OpenMP parallel jobs

OpenMP is a set of compiler directives, library routines and environment variables that can be used to specify shared-memory parallelism in C, C++ and Fortran codes.

OpenMP compiler directives can be inserted into source code to indicate to the compiler which sections of code can be readily parallelised, allowing a programmer to highlight the core sections of code that can benefit from OpenMP’s automated parallelisation. When compiled with a special compiler flag, the compiler will create a multi-threaded version of the application that can automatically distribute the annotated sections of code across multiple CPUs on the same compute node.

It should be stressed that not all codes will benefit from such attempts at parallelism, and not all sections of parallel code scale well to high CPU/thread counts. Users should test serial and parallel versions of their code to ensure that the parallel version is making good use of the additional processors.

Programming and Compiling with OpenMP

A detailed explanation of the OpenMP compiler directives can found in the guides for both the PGI and Intel compiler suites (see helpful links under the Additional advice section for more information).

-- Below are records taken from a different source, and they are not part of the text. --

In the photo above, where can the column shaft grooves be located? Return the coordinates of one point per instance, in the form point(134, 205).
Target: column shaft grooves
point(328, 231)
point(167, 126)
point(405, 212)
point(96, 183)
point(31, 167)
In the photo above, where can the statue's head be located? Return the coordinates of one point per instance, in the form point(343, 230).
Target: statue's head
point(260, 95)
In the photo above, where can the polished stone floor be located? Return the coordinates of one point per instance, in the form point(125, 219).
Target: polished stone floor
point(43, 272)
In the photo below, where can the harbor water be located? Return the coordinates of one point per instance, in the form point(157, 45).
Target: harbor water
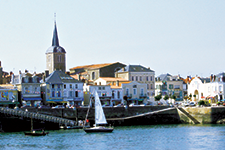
point(154, 137)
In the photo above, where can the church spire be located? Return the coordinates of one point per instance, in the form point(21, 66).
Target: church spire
point(55, 39)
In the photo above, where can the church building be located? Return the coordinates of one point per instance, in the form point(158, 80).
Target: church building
point(55, 55)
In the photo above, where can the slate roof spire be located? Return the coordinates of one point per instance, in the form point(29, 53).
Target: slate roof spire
point(55, 39)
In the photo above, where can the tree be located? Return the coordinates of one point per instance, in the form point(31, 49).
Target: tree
point(166, 97)
point(158, 97)
point(173, 97)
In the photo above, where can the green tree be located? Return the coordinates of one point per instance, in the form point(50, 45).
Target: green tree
point(166, 97)
point(158, 97)
point(173, 97)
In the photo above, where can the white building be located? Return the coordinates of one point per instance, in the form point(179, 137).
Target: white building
point(202, 88)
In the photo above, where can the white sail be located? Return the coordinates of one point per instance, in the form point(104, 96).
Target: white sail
point(99, 114)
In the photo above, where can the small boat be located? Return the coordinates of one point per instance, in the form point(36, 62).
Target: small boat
point(34, 133)
point(99, 118)
point(37, 132)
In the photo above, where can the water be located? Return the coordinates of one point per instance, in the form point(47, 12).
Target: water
point(154, 137)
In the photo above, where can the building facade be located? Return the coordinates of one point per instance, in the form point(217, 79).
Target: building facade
point(29, 87)
point(60, 88)
point(166, 84)
point(55, 55)
point(139, 74)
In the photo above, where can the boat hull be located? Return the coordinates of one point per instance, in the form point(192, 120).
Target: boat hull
point(92, 130)
point(35, 134)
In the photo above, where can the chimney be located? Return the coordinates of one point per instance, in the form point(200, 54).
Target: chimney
point(211, 77)
point(117, 82)
point(78, 76)
point(46, 73)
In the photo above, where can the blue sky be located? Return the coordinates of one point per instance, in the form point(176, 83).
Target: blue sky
point(176, 37)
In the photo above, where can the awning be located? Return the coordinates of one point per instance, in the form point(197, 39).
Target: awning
point(32, 98)
point(51, 102)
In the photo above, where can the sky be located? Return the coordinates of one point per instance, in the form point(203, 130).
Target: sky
point(175, 37)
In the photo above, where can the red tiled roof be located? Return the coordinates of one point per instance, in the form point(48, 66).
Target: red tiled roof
point(93, 66)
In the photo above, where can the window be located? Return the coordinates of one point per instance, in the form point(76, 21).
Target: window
point(76, 93)
point(59, 58)
point(71, 93)
point(170, 86)
point(127, 91)
point(53, 93)
point(113, 94)
point(142, 91)
point(59, 94)
point(93, 75)
point(176, 86)
point(134, 91)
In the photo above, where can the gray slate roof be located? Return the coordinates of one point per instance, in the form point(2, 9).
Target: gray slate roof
point(59, 77)
point(135, 68)
point(55, 43)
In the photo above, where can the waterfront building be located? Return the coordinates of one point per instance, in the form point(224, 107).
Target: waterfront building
point(136, 92)
point(208, 88)
point(94, 71)
point(167, 84)
point(61, 88)
point(55, 55)
point(139, 74)
point(8, 95)
point(104, 92)
point(28, 86)
point(5, 77)
point(116, 87)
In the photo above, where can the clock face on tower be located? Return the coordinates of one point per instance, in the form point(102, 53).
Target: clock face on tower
point(59, 49)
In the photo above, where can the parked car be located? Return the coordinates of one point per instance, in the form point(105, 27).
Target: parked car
point(26, 106)
point(58, 106)
point(119, 105)
point(192, 103)
point(44, 106)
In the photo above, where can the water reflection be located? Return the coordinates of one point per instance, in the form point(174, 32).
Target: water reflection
point(127, 137)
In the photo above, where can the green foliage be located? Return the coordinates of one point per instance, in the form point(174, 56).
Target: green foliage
point(166, 97)
point(173, 97)
point(201, 102)
point(158, 97)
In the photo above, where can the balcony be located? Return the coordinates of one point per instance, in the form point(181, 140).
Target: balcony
point(128, 95)
point(143, 96)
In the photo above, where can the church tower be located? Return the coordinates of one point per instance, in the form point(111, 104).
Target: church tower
point(55, 55)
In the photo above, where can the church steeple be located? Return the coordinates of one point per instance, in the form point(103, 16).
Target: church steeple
point(55, 39)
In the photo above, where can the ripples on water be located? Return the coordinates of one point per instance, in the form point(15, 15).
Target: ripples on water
point(154, 137)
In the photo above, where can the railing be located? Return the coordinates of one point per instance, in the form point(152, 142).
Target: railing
point(26, 114)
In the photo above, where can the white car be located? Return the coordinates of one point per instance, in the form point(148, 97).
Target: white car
point(58, 107)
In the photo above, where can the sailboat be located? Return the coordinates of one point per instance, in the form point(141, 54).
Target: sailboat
point(99, 118)
point(41, 132)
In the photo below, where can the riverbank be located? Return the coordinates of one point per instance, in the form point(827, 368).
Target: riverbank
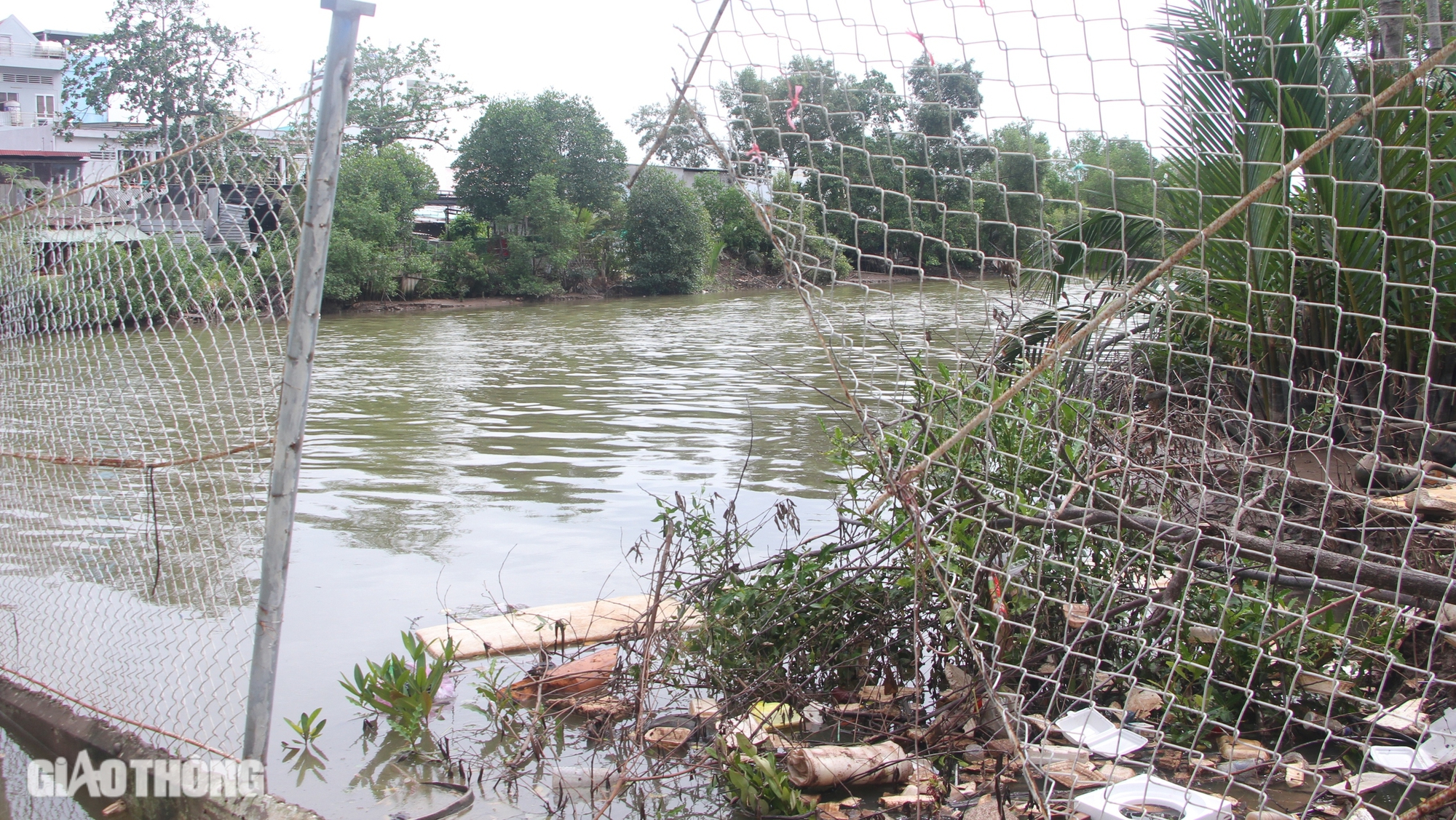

  • To compile OpenMP code using the Intel compiler, compile with your normal set of Intel compiler flags, and add the -openmp argument.

  • To compile OpenMP code using the PGI compiler, compile with your normal set of PGI compiler flags, and add the compiler argument -mp

  • To compile OpenMP code using the GNU compilers, compile with your normal set of GNU compiler flags and add the compiler argment -fopenmp

Make sure that the correct module for your preferred compiler suite has already been added to your environment.

Submitting OpenMP jobs

The following job template will run an 8-core version of a program named omptest compiled with an Intel compiler:

#!/bin/bash

#SBATCH -p parallel
#SBATCH --cpus-per-task=8
#SBATCH --mem=4000M

source /etc/profile
module add intel/21.0u4

./omptest

The number of cores/threads required is specified in the --cpus-per-task option in the job script.

Note that a memory resource request is required for OpenMP jobs - as the job is unlikely to use all cores on a single compute node, the job scheduler needs to know what memory to reserve for this job to enable it to schedule other jobs with their own memory resource requests on the same node. If no memory resource request is specified, the default value of 500M is applied to the job.

OpenMP applications automatically set their number of threads based upon the value of the environment variable OMP_NUM_THREADS. For OpenMP jobs using the template above, the scheduler will automatically set this environment variable to match the CPUs requested in the --cpus-per-task option in the job script.